On retrouve un certain nombre de ces cas d’école dans l’œuvre de Kirkman, que ce soit autour de la tyrannie du gouverneur ou encore celle de Rick à lors du passage de la prison. C’est toujours le Pouvoir qui dégénère, notamment lorsqu’il a été imposé par la force, le fait qu’il ait été élu, n’éloigne en rien ces risques de dégénérescences. C’est ce qui fera l’objet de notre analyse.
Il s’agira d’analyser principalement l’épisode 1 de cette nouvelle saison 7, en ce que Negan, le nouveau de la série s’impose à Rick et son groupe de survivants. Ne peut-on pas, ici, y voir la conclusion d’un contrat –social-unilatéral coercitif, entre Negan et les rescapés ? Plus largement, il s’agirait de se poser la question de la formation d’un État ? Puis de savoir comment ce nouvel État va pouvoir se pérenniser, notamment lorsqu’il s’est imposé autoritairement ?

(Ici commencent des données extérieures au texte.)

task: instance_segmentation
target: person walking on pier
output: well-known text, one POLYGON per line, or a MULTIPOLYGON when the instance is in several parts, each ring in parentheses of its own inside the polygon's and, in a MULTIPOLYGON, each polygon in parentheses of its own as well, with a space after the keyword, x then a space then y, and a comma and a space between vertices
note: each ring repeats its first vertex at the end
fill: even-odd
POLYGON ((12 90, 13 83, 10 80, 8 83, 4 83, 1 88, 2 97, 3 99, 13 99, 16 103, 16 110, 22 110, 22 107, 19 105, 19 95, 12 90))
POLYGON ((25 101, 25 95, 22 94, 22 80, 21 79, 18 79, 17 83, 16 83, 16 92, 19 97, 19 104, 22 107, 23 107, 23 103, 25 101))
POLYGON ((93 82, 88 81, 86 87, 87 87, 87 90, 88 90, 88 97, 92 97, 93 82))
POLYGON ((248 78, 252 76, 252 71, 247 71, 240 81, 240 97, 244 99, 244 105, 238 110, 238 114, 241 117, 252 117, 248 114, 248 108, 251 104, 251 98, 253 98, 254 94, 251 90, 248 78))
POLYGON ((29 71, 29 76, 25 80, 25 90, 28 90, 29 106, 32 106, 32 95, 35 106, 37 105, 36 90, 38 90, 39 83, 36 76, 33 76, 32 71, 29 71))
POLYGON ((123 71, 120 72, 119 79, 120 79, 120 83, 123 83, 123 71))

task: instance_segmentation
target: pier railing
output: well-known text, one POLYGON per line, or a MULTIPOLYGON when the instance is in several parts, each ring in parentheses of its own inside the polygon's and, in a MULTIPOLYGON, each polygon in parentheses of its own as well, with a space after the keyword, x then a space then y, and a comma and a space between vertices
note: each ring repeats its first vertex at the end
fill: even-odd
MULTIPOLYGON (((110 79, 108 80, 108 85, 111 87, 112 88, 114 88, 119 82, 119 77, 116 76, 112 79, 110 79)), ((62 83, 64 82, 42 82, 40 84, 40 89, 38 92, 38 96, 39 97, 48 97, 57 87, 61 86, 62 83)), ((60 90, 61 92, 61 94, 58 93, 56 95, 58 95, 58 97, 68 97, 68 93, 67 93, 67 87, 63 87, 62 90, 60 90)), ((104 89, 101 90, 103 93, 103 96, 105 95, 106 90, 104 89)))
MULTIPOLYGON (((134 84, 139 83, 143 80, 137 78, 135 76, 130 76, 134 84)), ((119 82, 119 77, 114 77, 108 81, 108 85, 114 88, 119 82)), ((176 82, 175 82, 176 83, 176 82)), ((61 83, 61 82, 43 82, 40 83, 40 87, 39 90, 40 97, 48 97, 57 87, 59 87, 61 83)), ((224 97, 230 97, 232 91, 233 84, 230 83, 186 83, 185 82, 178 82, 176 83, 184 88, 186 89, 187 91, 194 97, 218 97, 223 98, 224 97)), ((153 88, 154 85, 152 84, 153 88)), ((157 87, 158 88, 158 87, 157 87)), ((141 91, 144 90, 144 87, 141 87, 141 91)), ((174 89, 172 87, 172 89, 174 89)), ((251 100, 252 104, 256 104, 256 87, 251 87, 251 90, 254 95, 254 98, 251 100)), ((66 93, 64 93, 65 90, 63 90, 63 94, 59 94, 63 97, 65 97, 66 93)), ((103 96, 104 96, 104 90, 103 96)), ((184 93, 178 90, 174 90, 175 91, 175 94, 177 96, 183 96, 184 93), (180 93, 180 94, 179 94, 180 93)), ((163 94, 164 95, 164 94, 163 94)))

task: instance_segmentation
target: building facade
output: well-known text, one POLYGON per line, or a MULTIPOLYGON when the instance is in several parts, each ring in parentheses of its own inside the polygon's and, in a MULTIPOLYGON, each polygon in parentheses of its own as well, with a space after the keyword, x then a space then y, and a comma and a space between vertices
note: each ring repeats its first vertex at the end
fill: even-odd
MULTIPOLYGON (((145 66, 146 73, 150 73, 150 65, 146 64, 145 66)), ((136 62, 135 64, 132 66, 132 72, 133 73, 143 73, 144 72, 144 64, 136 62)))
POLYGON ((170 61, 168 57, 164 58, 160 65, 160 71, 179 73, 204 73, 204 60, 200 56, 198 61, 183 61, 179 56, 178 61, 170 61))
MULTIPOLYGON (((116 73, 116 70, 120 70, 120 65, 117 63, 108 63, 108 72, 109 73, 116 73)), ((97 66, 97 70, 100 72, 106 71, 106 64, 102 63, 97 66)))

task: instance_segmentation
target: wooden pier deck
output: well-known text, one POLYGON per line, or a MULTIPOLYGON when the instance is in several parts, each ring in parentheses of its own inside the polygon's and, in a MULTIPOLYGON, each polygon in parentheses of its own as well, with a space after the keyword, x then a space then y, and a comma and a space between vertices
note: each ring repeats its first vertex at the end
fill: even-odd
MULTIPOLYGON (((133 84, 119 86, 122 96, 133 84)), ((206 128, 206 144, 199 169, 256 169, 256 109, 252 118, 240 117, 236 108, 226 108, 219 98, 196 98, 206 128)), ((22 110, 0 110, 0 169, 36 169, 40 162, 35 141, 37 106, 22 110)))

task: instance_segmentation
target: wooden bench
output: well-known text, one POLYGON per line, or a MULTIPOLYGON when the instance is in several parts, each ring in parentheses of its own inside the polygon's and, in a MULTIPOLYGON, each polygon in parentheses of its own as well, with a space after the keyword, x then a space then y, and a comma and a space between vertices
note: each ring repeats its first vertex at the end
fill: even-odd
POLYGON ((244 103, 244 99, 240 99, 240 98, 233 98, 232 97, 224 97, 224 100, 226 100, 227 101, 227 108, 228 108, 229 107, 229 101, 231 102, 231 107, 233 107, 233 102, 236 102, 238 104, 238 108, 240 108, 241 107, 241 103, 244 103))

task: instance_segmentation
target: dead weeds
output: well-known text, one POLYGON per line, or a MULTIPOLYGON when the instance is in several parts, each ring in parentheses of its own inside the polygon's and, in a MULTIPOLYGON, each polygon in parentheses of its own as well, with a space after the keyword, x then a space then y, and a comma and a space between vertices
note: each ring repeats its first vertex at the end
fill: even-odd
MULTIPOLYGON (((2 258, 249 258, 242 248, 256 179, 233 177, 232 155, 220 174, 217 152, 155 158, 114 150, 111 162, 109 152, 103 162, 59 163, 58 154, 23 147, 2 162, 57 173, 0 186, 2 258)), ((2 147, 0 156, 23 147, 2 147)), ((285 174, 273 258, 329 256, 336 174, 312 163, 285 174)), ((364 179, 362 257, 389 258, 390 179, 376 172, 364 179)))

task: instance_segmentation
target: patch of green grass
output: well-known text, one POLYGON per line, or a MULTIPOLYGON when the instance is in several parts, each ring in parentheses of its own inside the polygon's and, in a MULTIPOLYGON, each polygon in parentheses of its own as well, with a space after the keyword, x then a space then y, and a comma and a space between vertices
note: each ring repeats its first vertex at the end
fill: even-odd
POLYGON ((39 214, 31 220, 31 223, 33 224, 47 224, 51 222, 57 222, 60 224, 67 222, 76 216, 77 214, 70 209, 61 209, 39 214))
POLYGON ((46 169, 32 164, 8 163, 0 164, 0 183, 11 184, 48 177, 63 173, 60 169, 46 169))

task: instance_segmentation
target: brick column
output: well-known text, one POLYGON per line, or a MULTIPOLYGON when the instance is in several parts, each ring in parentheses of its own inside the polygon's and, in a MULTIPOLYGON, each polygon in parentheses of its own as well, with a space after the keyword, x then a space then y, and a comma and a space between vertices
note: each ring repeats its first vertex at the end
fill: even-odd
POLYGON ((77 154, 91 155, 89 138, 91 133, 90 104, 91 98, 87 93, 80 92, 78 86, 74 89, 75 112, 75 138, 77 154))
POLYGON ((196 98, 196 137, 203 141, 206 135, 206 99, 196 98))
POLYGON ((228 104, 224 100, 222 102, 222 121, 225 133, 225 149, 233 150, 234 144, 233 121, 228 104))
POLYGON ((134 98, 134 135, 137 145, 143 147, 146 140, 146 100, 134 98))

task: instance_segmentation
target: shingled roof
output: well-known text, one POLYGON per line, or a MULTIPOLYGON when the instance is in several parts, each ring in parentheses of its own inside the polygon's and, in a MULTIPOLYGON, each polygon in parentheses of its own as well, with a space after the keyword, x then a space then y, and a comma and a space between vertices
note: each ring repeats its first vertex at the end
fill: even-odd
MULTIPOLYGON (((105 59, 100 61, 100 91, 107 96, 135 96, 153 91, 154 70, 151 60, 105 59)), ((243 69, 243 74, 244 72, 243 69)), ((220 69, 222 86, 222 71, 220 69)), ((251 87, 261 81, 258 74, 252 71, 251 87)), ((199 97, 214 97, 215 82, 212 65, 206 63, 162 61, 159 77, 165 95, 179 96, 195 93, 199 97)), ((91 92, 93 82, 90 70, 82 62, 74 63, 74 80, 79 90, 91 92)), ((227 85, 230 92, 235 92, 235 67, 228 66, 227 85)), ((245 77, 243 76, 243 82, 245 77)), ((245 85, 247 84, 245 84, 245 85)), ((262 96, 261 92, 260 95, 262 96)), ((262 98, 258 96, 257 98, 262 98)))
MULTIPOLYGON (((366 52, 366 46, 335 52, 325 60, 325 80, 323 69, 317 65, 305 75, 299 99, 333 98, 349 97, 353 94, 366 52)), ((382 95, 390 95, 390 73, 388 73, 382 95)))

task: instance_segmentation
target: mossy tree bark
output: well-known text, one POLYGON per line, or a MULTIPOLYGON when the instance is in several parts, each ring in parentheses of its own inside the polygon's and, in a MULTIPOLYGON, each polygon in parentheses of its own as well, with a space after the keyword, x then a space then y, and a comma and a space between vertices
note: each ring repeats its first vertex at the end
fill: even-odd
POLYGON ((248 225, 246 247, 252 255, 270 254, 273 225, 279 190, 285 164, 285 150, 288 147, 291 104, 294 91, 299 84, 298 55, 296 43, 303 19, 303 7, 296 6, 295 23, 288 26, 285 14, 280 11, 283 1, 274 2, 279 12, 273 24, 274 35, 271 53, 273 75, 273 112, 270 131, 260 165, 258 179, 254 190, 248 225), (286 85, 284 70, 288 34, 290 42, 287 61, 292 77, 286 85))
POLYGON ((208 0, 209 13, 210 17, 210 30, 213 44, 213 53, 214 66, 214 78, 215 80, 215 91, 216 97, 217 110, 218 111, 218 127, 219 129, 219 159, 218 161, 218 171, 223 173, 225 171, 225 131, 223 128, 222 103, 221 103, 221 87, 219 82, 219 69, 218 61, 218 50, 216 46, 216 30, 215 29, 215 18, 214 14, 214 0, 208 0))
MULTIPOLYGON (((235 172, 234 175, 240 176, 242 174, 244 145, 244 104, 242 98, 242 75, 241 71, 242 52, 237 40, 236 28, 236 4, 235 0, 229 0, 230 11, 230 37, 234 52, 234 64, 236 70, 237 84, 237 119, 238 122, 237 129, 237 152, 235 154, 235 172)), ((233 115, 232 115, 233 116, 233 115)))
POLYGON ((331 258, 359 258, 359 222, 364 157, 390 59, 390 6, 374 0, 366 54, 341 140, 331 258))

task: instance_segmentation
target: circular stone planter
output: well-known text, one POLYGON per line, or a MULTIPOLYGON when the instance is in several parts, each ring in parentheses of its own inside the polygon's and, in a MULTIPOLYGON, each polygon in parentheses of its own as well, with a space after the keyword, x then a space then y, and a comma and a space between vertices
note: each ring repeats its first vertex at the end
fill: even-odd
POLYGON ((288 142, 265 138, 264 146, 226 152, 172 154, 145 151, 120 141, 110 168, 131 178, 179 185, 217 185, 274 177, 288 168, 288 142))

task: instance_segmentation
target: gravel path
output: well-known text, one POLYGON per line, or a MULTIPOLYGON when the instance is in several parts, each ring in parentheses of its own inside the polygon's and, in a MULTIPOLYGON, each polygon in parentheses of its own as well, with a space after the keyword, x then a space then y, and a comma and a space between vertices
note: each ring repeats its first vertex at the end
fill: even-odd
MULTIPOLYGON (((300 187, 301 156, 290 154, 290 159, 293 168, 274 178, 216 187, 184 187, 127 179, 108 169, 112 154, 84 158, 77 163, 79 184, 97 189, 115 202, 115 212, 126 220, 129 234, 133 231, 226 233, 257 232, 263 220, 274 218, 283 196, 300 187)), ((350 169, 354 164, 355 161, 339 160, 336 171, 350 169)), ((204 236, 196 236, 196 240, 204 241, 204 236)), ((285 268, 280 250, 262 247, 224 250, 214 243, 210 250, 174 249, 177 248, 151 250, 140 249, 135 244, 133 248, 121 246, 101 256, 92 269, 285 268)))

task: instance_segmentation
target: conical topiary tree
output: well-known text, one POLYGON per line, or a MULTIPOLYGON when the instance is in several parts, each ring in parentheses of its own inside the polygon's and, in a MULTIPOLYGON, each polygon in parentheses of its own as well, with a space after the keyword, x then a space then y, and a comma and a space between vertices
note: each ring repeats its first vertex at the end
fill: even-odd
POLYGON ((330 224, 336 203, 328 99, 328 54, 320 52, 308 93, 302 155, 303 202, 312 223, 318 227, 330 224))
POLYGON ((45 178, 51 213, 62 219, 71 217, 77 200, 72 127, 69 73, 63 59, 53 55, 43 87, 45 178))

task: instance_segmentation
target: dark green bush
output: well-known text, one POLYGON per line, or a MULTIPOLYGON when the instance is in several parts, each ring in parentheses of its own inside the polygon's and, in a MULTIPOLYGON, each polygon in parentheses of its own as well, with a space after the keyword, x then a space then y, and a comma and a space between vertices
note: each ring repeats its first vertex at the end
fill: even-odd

Negan s’imposera par la force (I) en réduisant, notamment, en servitude la Rick et son groupe. S’imposer ne suffit pas, il faut pérenniser l’état de servitude, pour cela Negan usera de divers stratagèmes pour s’y assurer (II), notamment par le biais d’un conditionnement pour rappeler qu’il est élevé au rang de divinité (III). Negan et sa batte Lucille sont la métaphore de l’État.
I –La formation du Contrat : aux origines de la servitude.
Comme le disait Hobbes : « L’Homme est un loup pour l’Homme ». Aristote, sous l’Antiquité évoquait une « guerre de ressources ».
L’Homme se battrait initialement pour se disputer des ressources, c’est tout du moins ce que prétendent les tenant du « Contrat social » qu’on qualifiera, désormais, de contrat coercitif. C’est à dire un contrat qui se trouve à l’opposé du contrat social librement consenti de commun accord qu’on pourrait retrouvait, par exemple, chez John Locke.
C’est ce qu’on retrouve dans la scène clôturant la saison précédente et prolongé dans ce premier épisode de cette saison 7. Des personnages principaux agenouillés et entourés d’hommes armés, dont le chef de cette troupe : Negan.
Replaçons-nous dans le contexte, Negan et son groupe plutôt que commercer avec les autres clans de survivants, ont choisi la voie de la violence, en soumettant et pillant par le biais, notamment de l’impôt, les ressources de clans soumis.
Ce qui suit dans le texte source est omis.